Back in August 2022, when Cardinal Health, Inc.’s finance chief, Jason Hollar, succeeded CEO Mike Kaufmann as the healthcare giant’s top executive, among the immediate challenges facing new CEO Hollar was filling the company’s CFO vacancy.
At the time, an activist investor with an eye toward management change had put in motion a strategic review of the company’s businesses, and certain members of the analyst community were speculating that the former CFO’s tenure at the top might be short-lived. Fast-forward to March 2024, as shares of Cardinal Health reached yet another 52-week high and CEO Hollar told CNBC’s Jim Cramer: “We have simplified how we do things. We’ve exited some product lines. We’ve exited some countries. We’ve done a lot of careful analysis to make sure that all of our resources are reinvested in our core business.”

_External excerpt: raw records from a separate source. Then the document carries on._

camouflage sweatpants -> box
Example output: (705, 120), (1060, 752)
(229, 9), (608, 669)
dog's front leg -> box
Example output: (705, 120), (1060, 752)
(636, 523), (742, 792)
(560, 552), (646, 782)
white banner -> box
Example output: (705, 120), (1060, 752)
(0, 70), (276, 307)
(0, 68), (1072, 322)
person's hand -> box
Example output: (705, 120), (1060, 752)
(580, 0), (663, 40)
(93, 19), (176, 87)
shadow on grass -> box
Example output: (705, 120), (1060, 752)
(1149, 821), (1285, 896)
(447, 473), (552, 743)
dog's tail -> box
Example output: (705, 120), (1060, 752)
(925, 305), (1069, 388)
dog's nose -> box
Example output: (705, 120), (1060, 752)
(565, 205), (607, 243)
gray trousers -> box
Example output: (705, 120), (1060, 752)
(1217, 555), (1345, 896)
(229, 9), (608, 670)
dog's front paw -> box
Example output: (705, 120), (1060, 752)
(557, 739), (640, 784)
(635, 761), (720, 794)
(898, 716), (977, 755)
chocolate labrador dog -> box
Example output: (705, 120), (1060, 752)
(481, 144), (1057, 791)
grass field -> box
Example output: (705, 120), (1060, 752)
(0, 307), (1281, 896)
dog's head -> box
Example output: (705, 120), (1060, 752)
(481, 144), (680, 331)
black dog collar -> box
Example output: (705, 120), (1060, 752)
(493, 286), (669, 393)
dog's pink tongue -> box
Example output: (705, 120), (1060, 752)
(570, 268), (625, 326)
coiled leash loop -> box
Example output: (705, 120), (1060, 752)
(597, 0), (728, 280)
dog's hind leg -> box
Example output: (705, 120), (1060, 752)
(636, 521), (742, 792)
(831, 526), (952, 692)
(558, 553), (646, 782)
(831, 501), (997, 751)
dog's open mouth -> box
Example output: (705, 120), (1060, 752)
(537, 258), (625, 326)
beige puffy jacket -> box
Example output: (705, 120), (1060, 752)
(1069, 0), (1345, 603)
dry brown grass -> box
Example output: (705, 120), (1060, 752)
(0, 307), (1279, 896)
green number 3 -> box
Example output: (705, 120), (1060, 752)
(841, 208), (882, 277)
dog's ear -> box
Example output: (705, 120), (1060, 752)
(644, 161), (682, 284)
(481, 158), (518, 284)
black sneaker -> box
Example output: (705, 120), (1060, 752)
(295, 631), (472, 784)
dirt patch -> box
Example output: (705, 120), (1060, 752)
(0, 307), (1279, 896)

To wit: What was once deemed an activist’s strategic review quickly generated what might become a management case study for driving value creation in an activist environment.

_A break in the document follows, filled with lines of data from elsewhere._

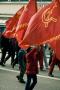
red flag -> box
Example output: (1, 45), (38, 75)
(4, 6), (24, 38)
(16, 0), (37, 44)
(21, 0), (60, 45)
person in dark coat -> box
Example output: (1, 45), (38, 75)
(16, 49), (26, 83)
(0, 35), (9, 66)
(25, 47), (38, 90)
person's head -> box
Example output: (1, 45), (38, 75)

For Hollar, who had served as Cardinal Health’s CFO since May 2020 and previously been CFO of Tenneco, Inc., management’s bold emphasis on value creation might have been something to be expected within the wheelhouse of a veteran CFO ’s repertoire. At the very least, an experienced finance leader would likely have keen insight into who among their peers has distinguished themselves in such environs.
Enter Aaron Alt, CFO of Houston-based commercial food distributor Sysco Corp., who with little healthcare experience to speak of edged out other competition to become Cardinal Health’s new finance chief in January 2023.